As John told it, the Army launched his career as a cinematographer with his first film, Now We Are One. His Colonel asked John if he could handle a camera, John said “Sure,” and a cinematographic star was born. In 1970 he was hired to work at the Smithsonian as the staff photographer.
Over the next 43 years, John made some 206 movies. John was a relentless joker. “Yes,” he wrote, “I counted.” Numerous awards came his way in such a storied career, 135 to be exact. “Okay, I counted them too,” John quipped.
John was all too humble. His colleagues and fellow artists were unaware of his numerous awards. His lifetime career achievements included an Oscar for the 1985 Best Documentary Short, The Stone Carvers, spotlighting the artistry of master carvers Vincent Palumbo and Roger Moroni, whose sculptural work adorns the Washington National Cathedral.
He received an Oscar nomination for the 1980 documentary Generation on the Wind, 20 Emmy Awards, including five for Outstanding Individual Achievement, and 31 CINE Golden Eagle Awards.
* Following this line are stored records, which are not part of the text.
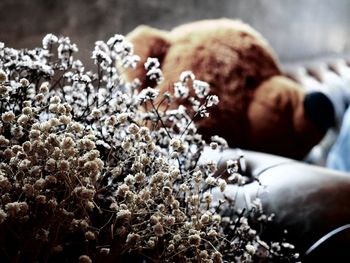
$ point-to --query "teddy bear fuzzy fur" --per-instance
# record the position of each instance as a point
(259, 108)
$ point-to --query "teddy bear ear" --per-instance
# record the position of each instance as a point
(147, 42)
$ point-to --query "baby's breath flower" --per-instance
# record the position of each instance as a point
(217, 257)
(48, 40)
(186, 75)
(23, 119)
(96, 113)
(194, 239)
(212, 100)
(213, 145)
(210, 180)
(222, 184)
(250, 249)
(151, 63)
(133, 128)
(44, 88)
(67, 143)
(55, 100)
(148, 94)
(122, 117)
(201, 88)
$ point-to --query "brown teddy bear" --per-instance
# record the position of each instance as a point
(259, 108)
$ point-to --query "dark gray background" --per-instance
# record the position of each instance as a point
(297, 29)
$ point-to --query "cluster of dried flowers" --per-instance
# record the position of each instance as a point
(94, 170)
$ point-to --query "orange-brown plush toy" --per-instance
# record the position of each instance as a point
(259, 108)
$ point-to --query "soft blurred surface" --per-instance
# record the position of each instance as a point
(296, 29)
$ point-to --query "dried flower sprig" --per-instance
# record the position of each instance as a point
(90, 173)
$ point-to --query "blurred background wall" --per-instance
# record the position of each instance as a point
(296, 29)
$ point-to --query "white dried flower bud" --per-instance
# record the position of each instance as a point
(23, 119)
(205, 218)
(210, 180)
(176, 143)
(61, 109)
(96, 113)
(54, 122)
(222, 184)
(122, 117)
(194, 239)
(65, 119)
(111, 121)
(39, 97)
(53, 107)
(214, 145)
(55, 100)
(122, 189)
(217, 257)
(44, 87)
(8, 116)
(250, 249)
(140, 177)
(186, 75)
(133, 128)
(204, 254)
(24, 82)
(67, 143)
(3, 76)
(34, 134)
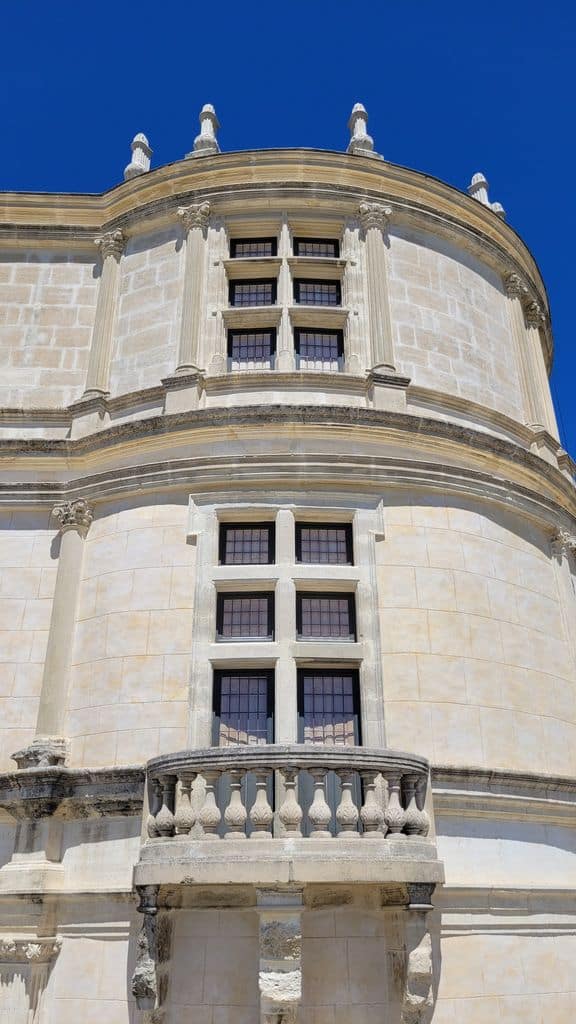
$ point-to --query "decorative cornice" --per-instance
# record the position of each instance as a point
(72, 793)
(374, 215)
(196, 215)
(111, 244)
(77, 514)
(29, 950)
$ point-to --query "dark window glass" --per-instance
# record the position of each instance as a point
(246, 248)
(244, 615)
(243, 706)
(325, 615)
(251, 349)
(324, 544)
(317, 247)
(328, 707)
(250, 544)
(252, 293)
(319, 349)
(318, 293)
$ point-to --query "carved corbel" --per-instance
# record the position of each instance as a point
(145, 982)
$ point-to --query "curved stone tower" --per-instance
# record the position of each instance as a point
(288, 639)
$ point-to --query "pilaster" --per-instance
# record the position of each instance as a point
(48, 748)
(111, 246)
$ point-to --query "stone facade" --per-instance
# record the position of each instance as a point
(415, 863)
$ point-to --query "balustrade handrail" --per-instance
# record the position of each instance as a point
(295, 756)
(399, 807)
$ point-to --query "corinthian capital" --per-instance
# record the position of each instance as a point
(374, 215)
(74, 515)
(195, 216)
(534, 314)
(515, 287)
(111, 244)
(564, 542)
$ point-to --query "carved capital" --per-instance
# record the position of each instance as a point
(515, 287)
(27, 951)
(195, 216)
(74, 515)
(420, 894)
(534, 314)
(374, 215)
(563, 542)
(44, 752)
(111, 244)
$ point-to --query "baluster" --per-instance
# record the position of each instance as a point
(290, 812)
(261, 813)
(346, 812)
(155, 805)
(319, 813)
(184, 816)
(371, 813)
(394, 814)
(412, 817)
(165, 816)
(235, 814)
(424, 821)
(210, 816)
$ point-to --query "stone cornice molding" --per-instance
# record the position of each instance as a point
(72, 793)
(374, 215)
(522, 478)
(18, 950)
(111, 244)
(563, 543)
(196, 215)
(76, 514)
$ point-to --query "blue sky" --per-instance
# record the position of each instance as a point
(451, 88)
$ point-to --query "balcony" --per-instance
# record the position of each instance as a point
(375, 833)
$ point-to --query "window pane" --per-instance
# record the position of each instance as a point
(325, 615)
(318, 293)
(319, 349)
(244, 615)
(251, 349)
(246, 248)
(243, 712)
(330, 715)
(246, 545)
(316, 247)
(252, 293)
(325, 545)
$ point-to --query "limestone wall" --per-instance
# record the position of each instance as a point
(451, 323)
(28, 567)
(146, 336)
(47, 302)
(128, 695)
(477, 668)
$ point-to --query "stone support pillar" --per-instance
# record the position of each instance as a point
(280, 976)
(195, 223)
(374, 219)
(111, 246)
(285, 357)
(535, 320)
(49, 743)
(564, 552)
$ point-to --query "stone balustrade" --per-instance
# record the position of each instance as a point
(394, 788)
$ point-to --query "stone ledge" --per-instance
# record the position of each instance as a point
(72, 793)
(287, 861)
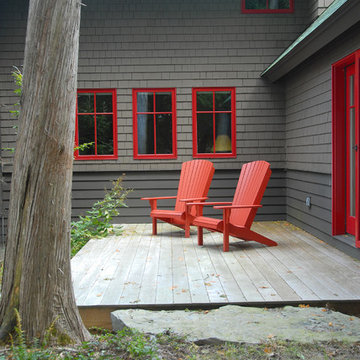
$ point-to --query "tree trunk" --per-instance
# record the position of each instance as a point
(37, 275)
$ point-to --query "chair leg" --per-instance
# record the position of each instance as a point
(226, 239)
(187, 227)
(250, 235)
(187, 231)
(200, 236)
(154, 226)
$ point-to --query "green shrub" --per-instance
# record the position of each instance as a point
(97, 221)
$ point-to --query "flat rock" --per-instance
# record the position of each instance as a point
(244, 324)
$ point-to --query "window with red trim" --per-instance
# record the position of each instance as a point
(267, 6)
(154, 123)
(214, 122)
(96, 125)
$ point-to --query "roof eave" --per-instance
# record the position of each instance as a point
(311, 41)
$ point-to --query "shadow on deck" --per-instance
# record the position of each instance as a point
(169, 272)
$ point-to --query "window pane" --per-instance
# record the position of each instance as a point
(104, 103)
(282, 4)
(223, 133)
(145, 130)
(164, 134)
(145, 102)
(104, 132)
(204, 101)
(205, 133)
(86, 127)
(223, 101)
(85, 103)
(255, 4)
(163, 102)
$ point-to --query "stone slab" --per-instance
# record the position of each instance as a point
(244, 324)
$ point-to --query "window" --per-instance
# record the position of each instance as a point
(267, 6)
(154, 121)
(96, 125)
(214, 122)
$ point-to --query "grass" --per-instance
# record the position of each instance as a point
(129, 344)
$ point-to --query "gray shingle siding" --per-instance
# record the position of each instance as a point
(133, 44)
(308, 137)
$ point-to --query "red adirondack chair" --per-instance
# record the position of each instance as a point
(195, 179)
(239, 214)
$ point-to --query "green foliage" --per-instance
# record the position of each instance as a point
(18, 77)
(97, 221)
(135, 343)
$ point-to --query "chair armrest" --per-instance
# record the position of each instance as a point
(211, 203)
(237, 207)
(193, 199)
(159, 198)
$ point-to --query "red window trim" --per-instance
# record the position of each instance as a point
(138, 156)
(267, 10)
(233, 123)
(338, 145)
(77, 156)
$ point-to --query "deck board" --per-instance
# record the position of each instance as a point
(138, 268)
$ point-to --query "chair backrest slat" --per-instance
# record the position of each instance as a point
(250, 189)
(195, 180)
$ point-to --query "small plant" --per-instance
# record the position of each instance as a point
(135, 343)
(97, 221)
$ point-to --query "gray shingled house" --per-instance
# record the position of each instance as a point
(162, 82)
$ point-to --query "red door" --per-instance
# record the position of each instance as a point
(351, 149)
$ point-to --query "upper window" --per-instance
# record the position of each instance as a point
(96, 125)
(214, 122)
(154, 122)
(267, 6)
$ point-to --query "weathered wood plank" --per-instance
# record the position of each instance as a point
(138, 268)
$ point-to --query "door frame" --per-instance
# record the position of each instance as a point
(339, 145)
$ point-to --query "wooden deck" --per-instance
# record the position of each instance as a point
(138, 269)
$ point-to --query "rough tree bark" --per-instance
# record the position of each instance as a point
(37, 276)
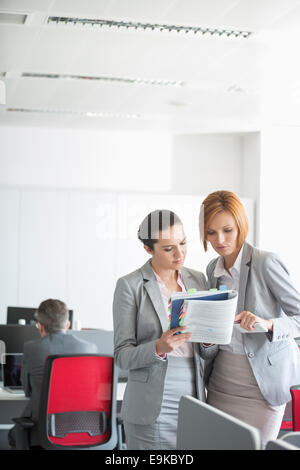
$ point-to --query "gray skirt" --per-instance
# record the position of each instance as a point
(179, 381)
(233, 389)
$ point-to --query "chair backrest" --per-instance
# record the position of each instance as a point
(203, 427)
(295, 392)
(78, 402)
(280, 445)
(292, 438)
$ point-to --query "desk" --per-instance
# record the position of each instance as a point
(12, 405)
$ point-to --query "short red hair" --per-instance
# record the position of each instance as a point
(223, 201)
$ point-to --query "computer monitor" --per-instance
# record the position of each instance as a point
(14, 314)
(11, 371)
(14, 337)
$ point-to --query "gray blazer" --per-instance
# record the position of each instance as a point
(266, 290)
(34, 356)
(139, 320)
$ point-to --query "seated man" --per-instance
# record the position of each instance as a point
(53, 321)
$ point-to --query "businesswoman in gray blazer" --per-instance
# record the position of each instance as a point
(162, 366)
(251, 376)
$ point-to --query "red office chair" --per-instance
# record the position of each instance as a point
(77, 403)
(295, 392)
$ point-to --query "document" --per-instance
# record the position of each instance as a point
(208, 316)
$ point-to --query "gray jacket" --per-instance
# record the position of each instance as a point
(139, 320)
(266, 290)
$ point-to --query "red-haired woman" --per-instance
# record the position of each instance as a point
(251, 376)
John’s cinematography can be seen in the film Gorgo (1961) and the 1995 PBS/Smithsonian production Dream Window, Reflections on the Japanese Garden.
In 2013 John pivoted from photojournalism and cinematography to focus on fine-art image-making. He had officially retired from his work at the Smithsonian by then but remained active as a volunteer Research Associate. After 40 years, he closed that chapter of his life to pursue his earliest passion for still-photo art, capturing ephemeral moments in nature and transforming the landscape through his viewfinder.
Exhibit co-curator and director of DRA grants and sponsorships Karen Schmitz said, “As co-curator, I am thinking of the ‘Butterfly Effect,’ how one small incident can have a big impact on the future. Starting with John as a boy finding an abandoned camera in the gutter, then decades later working as a cinematographer in 2007, and buying an art mirror at DRA after seeing it pictured in a local paper. John’s wife Alyssa mentioned that John did not talk about his past film career and awards. John was focused on the future, and his own photography jump-started after joining DRA. Interestingly, as I searched the exhibit archives on Flickr, it dawned on me that there are not many photos of John because he was taking most of the photos. Once again behind the camera.”
Alyssa still has the tray with the mirror. It will be on display at Del Ray Artisans for the John Hiller Retrospective until July 17. Life has a way of revisiting the past, returning full circle. In passing, John Whitcomb Hiller has found another way to make his life as a photographer change. It may be too soon to tell, but it seems he’s come home once again.